Interior Minister Christophe Castaner said he expected "only a few thousand people" to descend on Paris after the 8,000 protesters counted last weekend, "but among them are ultraviolent individuals".
Some 8,000 police were deployed, carrying out checks on people arriving at train stations and at protest hotspots.
"These past three weeks have produced a monster that its creators no longer control," Castaner said, vowing "zero tolerance" towards those aiming to wreak further destruction.
Prime Minister Edouard Philippe on Friday evening met a delegation of self-described "moderate" yellow vests who have urged people not to join the protests.
After the meeting a spokesman from the movement, Christophe Chalencon, said Philippe had "listened to us and promised to take our demands to the president".
"Now we await Mr Macron. I hope he will speak to the people of France as a father, with love and respect and that he will take strong decisions," he said.
Philippe said some 89,000 police were being mobilised nationwide, with a dozen armoured vehicles deployed in Paris for the first time in decades.
'Keep a low profile'
Shops around the Champs-Elysees boulevard boarded up their windows and emptied them of merchandise on Friday, while the Louvre, Musee d'Orsay and other museums were shut.

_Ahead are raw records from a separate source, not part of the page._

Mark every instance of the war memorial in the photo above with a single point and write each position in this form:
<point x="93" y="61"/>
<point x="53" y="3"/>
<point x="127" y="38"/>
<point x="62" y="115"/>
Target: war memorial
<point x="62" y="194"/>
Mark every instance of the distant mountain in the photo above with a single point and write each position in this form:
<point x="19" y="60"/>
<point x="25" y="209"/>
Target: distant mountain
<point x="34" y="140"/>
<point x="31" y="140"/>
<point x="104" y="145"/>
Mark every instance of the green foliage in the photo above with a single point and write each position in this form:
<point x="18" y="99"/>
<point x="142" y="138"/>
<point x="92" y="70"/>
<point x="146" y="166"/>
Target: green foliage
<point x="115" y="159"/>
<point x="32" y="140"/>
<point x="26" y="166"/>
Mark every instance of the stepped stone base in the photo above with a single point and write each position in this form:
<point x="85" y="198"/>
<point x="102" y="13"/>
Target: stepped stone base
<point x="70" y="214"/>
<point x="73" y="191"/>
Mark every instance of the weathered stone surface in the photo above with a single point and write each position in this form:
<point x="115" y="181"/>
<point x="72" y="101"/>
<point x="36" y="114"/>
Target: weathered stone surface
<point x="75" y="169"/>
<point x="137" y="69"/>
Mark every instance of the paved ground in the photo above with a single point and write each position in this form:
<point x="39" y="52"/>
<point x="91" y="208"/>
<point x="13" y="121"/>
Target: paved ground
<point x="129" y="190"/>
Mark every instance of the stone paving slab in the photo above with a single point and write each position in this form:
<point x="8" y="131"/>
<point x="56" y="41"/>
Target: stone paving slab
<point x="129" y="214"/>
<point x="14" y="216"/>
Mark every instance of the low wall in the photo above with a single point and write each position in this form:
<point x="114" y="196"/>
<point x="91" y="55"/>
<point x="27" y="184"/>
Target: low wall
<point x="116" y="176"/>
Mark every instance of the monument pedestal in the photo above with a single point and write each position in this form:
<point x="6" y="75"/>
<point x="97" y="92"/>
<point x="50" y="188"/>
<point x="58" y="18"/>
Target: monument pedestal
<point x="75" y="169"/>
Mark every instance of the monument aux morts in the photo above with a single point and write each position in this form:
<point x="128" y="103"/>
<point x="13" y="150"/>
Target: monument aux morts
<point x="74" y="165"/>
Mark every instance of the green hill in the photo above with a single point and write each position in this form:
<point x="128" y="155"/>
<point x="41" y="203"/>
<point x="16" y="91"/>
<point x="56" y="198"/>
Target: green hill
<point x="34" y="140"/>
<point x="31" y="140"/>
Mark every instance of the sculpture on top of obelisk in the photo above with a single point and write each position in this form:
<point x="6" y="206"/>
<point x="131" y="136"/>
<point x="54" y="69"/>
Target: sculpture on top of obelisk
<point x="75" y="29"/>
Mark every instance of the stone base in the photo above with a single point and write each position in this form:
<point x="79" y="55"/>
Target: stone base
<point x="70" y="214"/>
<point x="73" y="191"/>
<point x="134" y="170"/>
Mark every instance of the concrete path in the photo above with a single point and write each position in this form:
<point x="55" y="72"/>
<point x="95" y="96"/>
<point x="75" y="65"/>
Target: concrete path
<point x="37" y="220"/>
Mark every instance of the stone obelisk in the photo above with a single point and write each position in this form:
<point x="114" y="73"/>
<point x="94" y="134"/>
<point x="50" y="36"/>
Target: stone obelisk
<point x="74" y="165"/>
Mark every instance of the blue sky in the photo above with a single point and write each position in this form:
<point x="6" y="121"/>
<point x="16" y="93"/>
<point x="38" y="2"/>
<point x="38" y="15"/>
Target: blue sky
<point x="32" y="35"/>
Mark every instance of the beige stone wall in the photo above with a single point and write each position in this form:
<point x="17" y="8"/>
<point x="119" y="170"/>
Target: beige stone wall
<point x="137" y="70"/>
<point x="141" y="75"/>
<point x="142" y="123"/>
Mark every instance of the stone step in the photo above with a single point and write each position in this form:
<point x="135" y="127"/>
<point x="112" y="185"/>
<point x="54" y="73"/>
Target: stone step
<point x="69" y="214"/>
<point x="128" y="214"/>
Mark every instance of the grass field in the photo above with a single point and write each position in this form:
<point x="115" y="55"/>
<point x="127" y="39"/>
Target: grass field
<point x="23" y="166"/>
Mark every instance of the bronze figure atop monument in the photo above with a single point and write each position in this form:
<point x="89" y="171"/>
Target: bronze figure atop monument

Department stores were also staying closed due to the risk of looting on what would normally be a busy shopping weekend in the run-up to Christmas.
Foreign governments are watching developments closely in one of the world's most visited cities.
The US embassy issued a warning to Americans in Paris to "keep a low profile and avoid crowds", while Belgium, Portugal and the Czech Republic advised citizens planning to visit Paris over the weekend to postpone their visit.
In a warning of impending violence, an MP for Macron's party, Benoit Potterie, received a bullet in the post on Friday with the words: "Next time it will be between your eyes."
Calls on social media for protesters to attack the police or march on the presidential palace have especially rattled the authorities.
Macron this week gave in to some of the protesters' demands for measures to help the poor and struggling middle classes, including scrapping a planned increase in fuel taxes and freezing electricity and gas prices in 2019.
But the "yellow vests", some of whom who have become increasingly radicalised, are holding out for more. Many are calling on Macron to resign.
The protesters began blocking roads, fuel depots and shopping centres around France on November 17 over soaring petrol prices that have hit people in the provinces who get around by car.
Since then the movement has snowballed into a wider revolt against former investment banker Macron.
Protests at dozens of schools over university reforms, and a call by farmers for demonstrations next week, have added to a sense of general revolt.
The hardline CGT union, hoping to capitalise on the movement, has called for rail and metro strikes next Friday to demand immediate wage and pension increases.
The "yellow vests", some of whom who have become increasingly radicalised, are holding out for more concessions from the government.
'President of the rich'
Macron's decision early in his presidency to slash taxes on France's wealthiest is particularly unpopular with the protesters.
Arguing that such a move was necessary in order to boost investment and create jobs, he has so far ruled out re-imposing the "fortune tax".
But the policy, along with hikes on pensioners' taxes, cuts in housing allowances and a string of comments deemed insensitive to ordinary workers, has led critics to label him a "president of the rich".
Macron had previously vowed to stay the course in his bid to shake up the French economy and not be swayed by mass protests that have forced previous presidents to back down.
His U-turn on higher fuel taxes -- which were intended to help France transition to a greener economy -- marks a major departure.